What Is a Members-Only Website? - dummies

By Steve Suehring, Janet Valade

Many websites are secret — restricted to only authorized users — or have secret sections. Such websites require users (members) to log in before they can see the secret information. Here are some examples of situations in which websites might restrict access:

  • E-commerce administration: Many online merchants require customers to log in so that their information can be stored for future transactions. The customer information, particularly financial information, needs to be protected from public view.

  • Confidentiality: Many websites need to restrict information to certain people. For instance, company information might be restricted to company staff or members of a certain department.

  • Paid access: Some websites provide access to information that’s available for sale, so the information needs to be restricted to people who have paid for it.

User login is one of the most common applications on the web, with many uses. User login applications can be quite simple, such as an application in which the administrator sets up a list of valid users. Anyone who tries to access a protected file is prompted to enter a username and password, which is checked against the list of valid users.

On the other hand, a login application can be much more complicated. It can allow the website visitor to register for access, setting up his or her own account. The application might collect information from the customers as they register. The application might provide the capability for the users to manage their own accounts. The features that a login application can provide are varied.

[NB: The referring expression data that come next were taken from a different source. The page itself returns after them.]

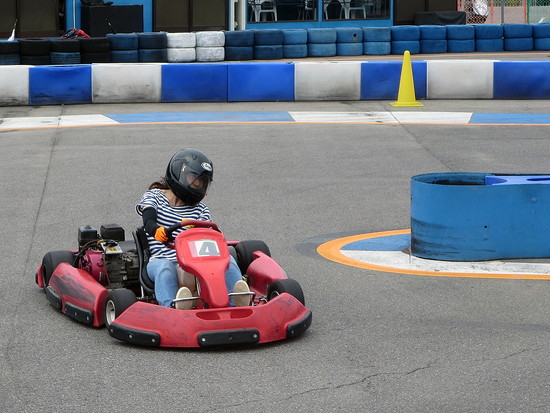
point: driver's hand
(161, 235)
(186, 226)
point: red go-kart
(105, 282)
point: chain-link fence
(505, 11)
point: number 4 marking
(206, 248)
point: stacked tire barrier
(376, 40)
(210, 46)
(239, 45)
(268, 44)
(152, 47)
(541, 37)
(288, 81)
(489, 38)
(321, 42)
(405, 38)
(460, 38)
(349, 41)
(9, 52)
(518, 37)
(65, 52)
(181, 47)
(294, 43)
(95, 50)
(433, 39)
(124, 47)
(34, 51)
(274, 44)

The basic function of the login application is to allow registered users to enter the website and to keep out users who haven’t registered. Its second major function is to allow users to register, storing their information in a database. To meet its basic functionality, the user login application should do the following:

  • Give customers a choice of whether to register for website access or to log in to the website if they’re already registered.

  • Display a registration form that allows new customers to type their registration information.

  • Validate the information submitted in the form. Make sure the required fields are not blank and the submitted information is in the correct format.

  • Store the validated information in the database.

  • Display a login form that asks for the registered customer’s username and password.

  • Compare the username and password that’s entered with the usernames and passwords in the database. If a match is found, send a web page from the site to the customer. If no match is found, give the customer the opportunity to try another login.

Aside from the capability to register and log in, a login application can get much more complex, giving the capability for an administrator to assign roles to certain accounts. For example, a user might be an administrator who can view and change details of other user accounts.